Power is a probability.
The probability of what?
That the study will find a statistically significant result.
Under any particular conditions?
Yes, if a specific magnitude of difference or of effect exists, in the population
(reality).
Can you give an example?
OK, suppose SBP has a standard deviation of 20. A researcher with 30 subjects in
each of two groups would have an 80% probability of a statistically significant result
if the population mean difference between the two treatments was 15. Thus if that is
the true (population) difference, the power of the study is 80%.
How does sample size come in?
All else equal, the more subjects in the study, the larger the power.

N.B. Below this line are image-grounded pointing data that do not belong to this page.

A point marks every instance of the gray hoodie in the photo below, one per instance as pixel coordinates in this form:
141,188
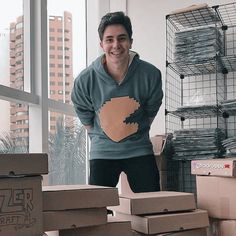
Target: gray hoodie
118,113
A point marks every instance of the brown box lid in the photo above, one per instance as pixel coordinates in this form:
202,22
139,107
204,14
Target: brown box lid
193,232
70,219
217,195
163,223
21,206
214,167
155,202
114,227
61,197
23,164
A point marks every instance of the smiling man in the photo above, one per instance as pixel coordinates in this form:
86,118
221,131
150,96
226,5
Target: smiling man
116,98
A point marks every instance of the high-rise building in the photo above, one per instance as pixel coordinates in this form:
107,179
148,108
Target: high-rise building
60,71
4,80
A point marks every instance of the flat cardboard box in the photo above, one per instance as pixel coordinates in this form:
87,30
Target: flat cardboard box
164,223
21,206
214,167
114,227
194,232
217,195
125,187
70,219
61,197
23,164
155,202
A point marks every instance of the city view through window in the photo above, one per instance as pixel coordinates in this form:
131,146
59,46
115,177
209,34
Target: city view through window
66,58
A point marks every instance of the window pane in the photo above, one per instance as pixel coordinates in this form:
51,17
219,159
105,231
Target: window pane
14,129
12,44
66,49
67,150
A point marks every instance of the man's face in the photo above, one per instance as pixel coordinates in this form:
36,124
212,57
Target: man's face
116,43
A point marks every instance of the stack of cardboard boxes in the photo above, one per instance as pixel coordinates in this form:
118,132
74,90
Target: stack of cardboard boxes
28,209
82,210
21,194
216,192
162,212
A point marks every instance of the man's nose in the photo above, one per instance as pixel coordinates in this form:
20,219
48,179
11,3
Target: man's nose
116,43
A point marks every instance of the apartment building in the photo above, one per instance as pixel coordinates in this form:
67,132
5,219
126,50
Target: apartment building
60,77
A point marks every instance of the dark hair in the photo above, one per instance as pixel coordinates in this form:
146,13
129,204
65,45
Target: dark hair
115,18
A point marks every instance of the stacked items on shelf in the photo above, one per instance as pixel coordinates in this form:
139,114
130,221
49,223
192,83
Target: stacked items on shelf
230,146
229,106
21,193
156,213
197,45
216,193
201,143
194,111
81,210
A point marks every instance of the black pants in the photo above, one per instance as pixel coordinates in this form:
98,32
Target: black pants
142,173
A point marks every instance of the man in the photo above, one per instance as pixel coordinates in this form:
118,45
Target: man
116,98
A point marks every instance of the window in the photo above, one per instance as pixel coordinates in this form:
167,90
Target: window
20,73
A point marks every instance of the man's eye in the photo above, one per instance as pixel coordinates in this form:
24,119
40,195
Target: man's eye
108,40
122,39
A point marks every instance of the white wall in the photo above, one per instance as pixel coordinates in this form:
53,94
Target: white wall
149,32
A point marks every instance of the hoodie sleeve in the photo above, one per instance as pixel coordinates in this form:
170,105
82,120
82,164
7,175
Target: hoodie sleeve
82,101
155,95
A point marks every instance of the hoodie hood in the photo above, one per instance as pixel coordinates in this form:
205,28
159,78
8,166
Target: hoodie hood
98,67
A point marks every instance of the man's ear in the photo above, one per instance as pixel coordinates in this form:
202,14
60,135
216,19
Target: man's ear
131,42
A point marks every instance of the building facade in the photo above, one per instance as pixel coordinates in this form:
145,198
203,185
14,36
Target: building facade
60,78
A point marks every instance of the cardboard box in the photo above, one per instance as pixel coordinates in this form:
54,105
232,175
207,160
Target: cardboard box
158,143
227,228
163,223
214,167
217,195
23,164
163,180
155,202
70,219
21,206
61,197
194,232
114,227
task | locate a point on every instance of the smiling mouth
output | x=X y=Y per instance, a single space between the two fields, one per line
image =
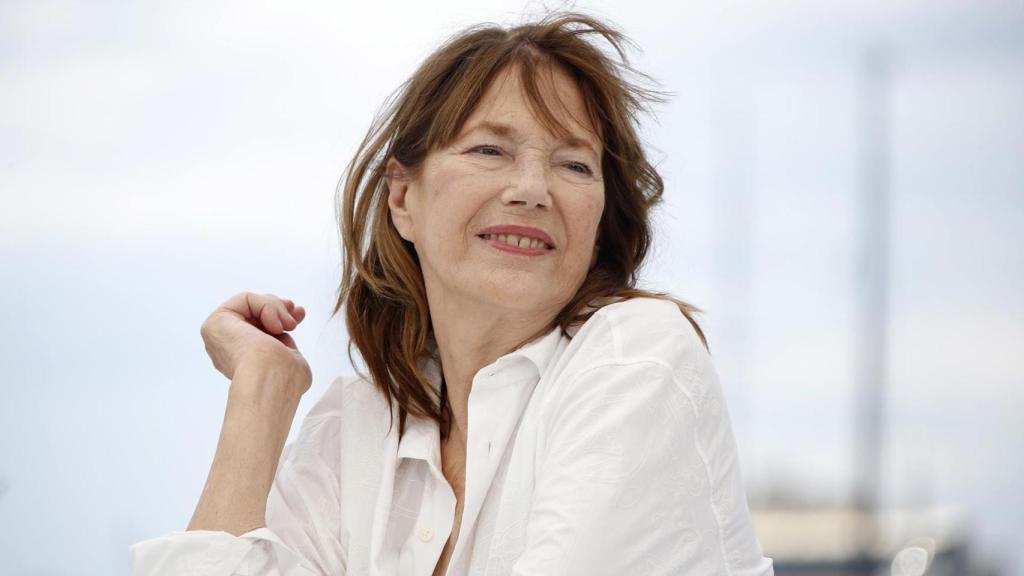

How about a published example? Sure!
"Ex:Our target sample size for patients completing the study was approximately 396
patients (198 per treatment group). Assuming a dropout rate of 20%, we planned
to randomly assign 496 patients. This sample size would have provided 90%
power to detect, at a two-sided level of significance of 0.05, a treatment difference
of 18% in the primary end point …" Parving et al., NEJM, June 5, 2008
This means that if the new treatment (a direct renin inhibitor added to standard
treatments for diabetic retinopathy) actually works as well as the researcher thinks
it does, and if he or she has 198 per group, there is an 90% probability that the
sample data will be statistically significant in support of the superiority of the new
treatment.
Q: So this researcher has an 90% probability of obtaining a significant result and
deciding in favor of a difference if: a
a.
b.
c.
There is no true (that is, in the population) difference.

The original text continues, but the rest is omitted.